Lighting lamps during Deepavali is usually associated with Shri Ram’s triumphant return to Ayodhya but there are several other interesting legends attached to it. After the sun crosses into Libra in the month of kartik, it was believed that it became emaciated and weak, as it had traversed over Virgo the middle portion of the zodiac.
Also, its warmth was much diminished as revealed in the start of the cooler days of winter. But this disturbed people who endeavored to invigorate the sun by lighting rows and rows of lamps to warm it up!
Several names have been given to this twinkling lamp festival through the ages: Yaksha ratri, Mahimani, Deepastava, Deep-mallika, Deepmala, Deepa-prati-padostava, Sukah ratri, and many more. Today it is commonly known as Deepavali or Diwali, the festival of lights.
Diya for Meditation
The lighted lamp is used for concentration of the mind during meditation, and lit in doorways for the benefit of the weary traveler. It is used as a sacred and auspicious motif for wedding and greetings, and cupped between 2 sheltering palms, the lighted lamp, emblem of the Indian Life Insurance Corporation, symbolizes life and security.
The car festivals observed by temples of Karnataka and Pun are incomplete without the placing of dozens of lighted lamps on the edges of the chariots which are drawn down the roads of the towns.
We encounter lighted lamps in all kinds of places and milieus through the length and breadth of our vast country simply because for us the glowing diya is sacred.
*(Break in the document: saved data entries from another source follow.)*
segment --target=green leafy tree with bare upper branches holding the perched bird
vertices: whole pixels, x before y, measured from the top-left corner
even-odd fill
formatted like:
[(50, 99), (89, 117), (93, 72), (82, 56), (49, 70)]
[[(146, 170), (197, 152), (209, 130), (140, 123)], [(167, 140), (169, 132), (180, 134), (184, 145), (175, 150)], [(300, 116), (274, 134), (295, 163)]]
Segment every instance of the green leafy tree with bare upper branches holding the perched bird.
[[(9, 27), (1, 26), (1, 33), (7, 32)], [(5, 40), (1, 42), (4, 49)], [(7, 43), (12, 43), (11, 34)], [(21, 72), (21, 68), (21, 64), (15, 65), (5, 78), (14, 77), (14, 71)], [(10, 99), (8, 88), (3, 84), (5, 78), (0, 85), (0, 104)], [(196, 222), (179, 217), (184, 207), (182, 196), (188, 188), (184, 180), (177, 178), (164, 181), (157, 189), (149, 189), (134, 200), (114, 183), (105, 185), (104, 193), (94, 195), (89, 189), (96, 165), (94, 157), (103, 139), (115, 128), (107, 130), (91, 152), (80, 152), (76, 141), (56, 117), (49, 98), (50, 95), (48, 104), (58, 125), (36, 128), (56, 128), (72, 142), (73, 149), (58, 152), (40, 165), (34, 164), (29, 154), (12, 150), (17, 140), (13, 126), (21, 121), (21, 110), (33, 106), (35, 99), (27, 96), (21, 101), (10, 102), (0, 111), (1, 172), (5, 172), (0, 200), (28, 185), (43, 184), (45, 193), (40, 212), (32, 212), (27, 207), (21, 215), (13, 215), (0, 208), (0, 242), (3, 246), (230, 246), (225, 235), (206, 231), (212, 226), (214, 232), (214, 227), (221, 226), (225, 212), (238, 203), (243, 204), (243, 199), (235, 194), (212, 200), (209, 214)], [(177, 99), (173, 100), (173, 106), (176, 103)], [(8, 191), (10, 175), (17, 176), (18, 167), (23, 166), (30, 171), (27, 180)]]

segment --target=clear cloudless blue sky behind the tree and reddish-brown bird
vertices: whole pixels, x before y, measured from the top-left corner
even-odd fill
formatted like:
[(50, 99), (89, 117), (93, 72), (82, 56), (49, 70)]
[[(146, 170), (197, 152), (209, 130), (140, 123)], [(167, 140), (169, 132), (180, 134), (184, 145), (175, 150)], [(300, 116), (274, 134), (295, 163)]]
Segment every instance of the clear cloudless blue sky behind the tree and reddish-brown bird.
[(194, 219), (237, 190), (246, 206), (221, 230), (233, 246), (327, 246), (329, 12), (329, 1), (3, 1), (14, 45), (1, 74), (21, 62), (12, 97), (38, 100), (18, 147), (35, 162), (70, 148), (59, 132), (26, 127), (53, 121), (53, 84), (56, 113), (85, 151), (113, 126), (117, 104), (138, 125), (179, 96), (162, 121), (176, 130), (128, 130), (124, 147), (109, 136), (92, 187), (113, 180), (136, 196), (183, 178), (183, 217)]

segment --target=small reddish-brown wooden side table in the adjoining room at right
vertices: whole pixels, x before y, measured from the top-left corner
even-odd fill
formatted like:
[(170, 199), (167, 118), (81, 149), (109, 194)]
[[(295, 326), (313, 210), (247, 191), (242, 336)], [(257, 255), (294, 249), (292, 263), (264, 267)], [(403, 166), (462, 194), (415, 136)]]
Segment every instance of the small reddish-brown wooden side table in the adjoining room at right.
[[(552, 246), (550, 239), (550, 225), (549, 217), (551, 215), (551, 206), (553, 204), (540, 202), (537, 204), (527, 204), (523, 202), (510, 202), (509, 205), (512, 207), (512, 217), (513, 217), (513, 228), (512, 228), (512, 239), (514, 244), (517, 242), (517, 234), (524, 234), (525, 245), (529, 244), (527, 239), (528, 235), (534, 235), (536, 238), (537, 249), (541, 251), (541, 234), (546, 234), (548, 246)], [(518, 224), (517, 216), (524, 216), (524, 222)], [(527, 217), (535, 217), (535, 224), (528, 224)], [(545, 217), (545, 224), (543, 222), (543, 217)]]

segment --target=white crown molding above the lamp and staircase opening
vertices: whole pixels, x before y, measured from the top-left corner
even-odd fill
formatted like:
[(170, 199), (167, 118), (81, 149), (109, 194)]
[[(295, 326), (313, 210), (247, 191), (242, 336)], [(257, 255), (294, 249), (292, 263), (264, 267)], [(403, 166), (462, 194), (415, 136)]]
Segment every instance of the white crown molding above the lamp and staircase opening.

At the spectacular Ganga puja at Hardwar, there are hundreds of lighted lamps, each placed in a small leaf cup which is set afloat in the river at night. The twinkling minuscule lamp-boats look exquisitely beautiful, as they moved tranquilly down the waters.
It was S.L.Haldankar, the famed painter of Kerala, who immortalized the humble lamp in his famous painting of woman with lamp. Even today, no one can see the beautifully realistic glow of the lamp falling on the woman’s face without getting a lump in the throat.
And then, of course, who can forget Florence Nightingale, the lady with the lamp, as she was lovingly called by the wounded soldiers of the Crimean War.
There is such a mind-boggling variety of lamps available in the markets these days that it is easy to choose one for gifting on any occasion, be it a wedding or a birthday. There can be no such thing as having too many lamps in the house. They can blend into any decor and add an artistic touch to the surroundings.
Light a lamp today and let it illuminate your way through life!
Ankit Sinha (author) from India on December 09, 2013:
Thanks for visiting. Not always a good idea to refer Wiki as an authority source when they themselves mention above that "This article needs additional citations for verification". Anyhow, I did a bit more research and you seem to be right so I have updated the article. Thanks again!
Shyam on December 08, 2013:
I'm the webmaster of OrangeCarton. The above mentioned article was written after days of research.
You can see the details about this at here:
hope that helps
Ankit Sinha (author) from India on October 11, 2013:
Thanks for the information! However, the source you have mentioned is not one which is an authority and can be trusted 100%. Therefore, I am keeping your comment to provide both the perspectives.
Ridhima Ahuja on October 10, 2013:
The painting you have mentioned about (Ravi Verma) is actually of S.L.Haldankar.